The case has meandered through the courts at a pace that legal experts said does not meet the size and importance of the case. Though the charges were laid in November, Akoi said they could not bring the case to trial in the last term of court that ended in January. By this term of court, which started on February 9th, the case had been moved to Court “E,” where rape and sexual violence cases are tried, because of the one rape charge against Bill Plato. Akoi told reporters that the other charges could not be tried until the rape charge was dealt with.

It was not until a month later that Isaac George, chief prosecutor of Court E and director of the Sexual and Gender Based Violence Unit at the Justice Ministry, told these reporters there was not sufficient evidence to support a first-degree rape charge. George referred the case back to prosecutors at Court A.

In March, Akoi confirmed the case will not go to trial this term. This term’s grand jury – which approves indictments — was disbanded on March 5th.

“If we are to do any indictment, we have to empanel a special grand jury, which we don’t have the money for,” said Akoi. “Our hands are tied.”

Accused Traffickers Will Become Eligible for Bail in Three Weeks

At the end of this term, on April 12th, the defendants will become eligible to apply for bail. Legal experts expect them to flee the country to avoid the minimum 20-year sentences they face if convicted. It has happened before: in a similar case, accused trafficker Cephus Selebay absconded in 2022 and has never been brought to justice.
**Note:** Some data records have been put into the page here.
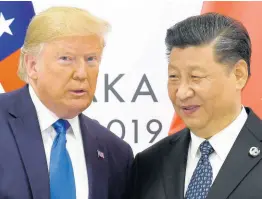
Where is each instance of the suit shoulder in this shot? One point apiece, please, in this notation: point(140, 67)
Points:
point(8, 98)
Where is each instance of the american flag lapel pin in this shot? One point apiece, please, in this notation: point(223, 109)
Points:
point(100, 154)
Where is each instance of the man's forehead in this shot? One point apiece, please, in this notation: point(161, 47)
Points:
point(78, 41)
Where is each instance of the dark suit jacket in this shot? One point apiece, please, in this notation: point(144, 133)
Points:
point(159, 172)
point(23, 166)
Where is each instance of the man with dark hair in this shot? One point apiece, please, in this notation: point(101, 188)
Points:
point(218, 155)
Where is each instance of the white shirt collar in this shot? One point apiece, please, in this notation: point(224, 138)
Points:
point(45, 117)
point(223, 141)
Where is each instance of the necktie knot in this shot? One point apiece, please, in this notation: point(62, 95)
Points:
point(61, 126)
point(206, 149)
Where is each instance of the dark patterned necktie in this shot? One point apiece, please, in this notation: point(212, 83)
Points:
point(202, 177)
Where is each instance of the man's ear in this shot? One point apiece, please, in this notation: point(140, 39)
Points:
point(31, 66)
point(241, 74)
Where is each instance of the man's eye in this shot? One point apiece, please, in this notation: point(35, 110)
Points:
point(65, 58)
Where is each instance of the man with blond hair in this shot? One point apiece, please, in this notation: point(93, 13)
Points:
point(48, 148)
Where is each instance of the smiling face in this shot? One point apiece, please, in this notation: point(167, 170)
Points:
point(204, 93)
point(64, 75)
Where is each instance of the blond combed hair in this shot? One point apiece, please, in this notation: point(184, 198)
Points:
point(57, 22)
Akoi denied that any bribes had been paid or that anyone connected to the defendants had manipulated the process to delay the case, but he conceded it was very possible that the defendants would now seek bail and vanish.  

Gongloe, the veteran human rights lawyer, did not mince words. The handling of the case was “troubling” he said — and dangerous. “These are serious offenses. With all that evidence and all these victims, it’s troubling that they are going so slow on these cases.” He warned that if these victims are not tried public trust in a justice system already synonymous with corruption will erode further.

Victims in the case have started going home., despairing that it will ever be tried.

The victims are despairing. They had hoped that the legal action would lead to a return of at least some of their money. Families who pooled everything they had to send a daughter, a son, a sister toward a better life, the debt won’t go away. It means hunger, threats, children missing school, despair.

Somewhere, recruiters are already working their phones. In Liberia, it seems, all you need is the right lawyer. The victims knew that. They just hoped, for a while, that they were wrong.

This story was a collaboration with New Narratives as part of the Investigating Liberia project. Funding was provided by the Swedish International Cooperation Development Agency. The funder had no say in the story’s content.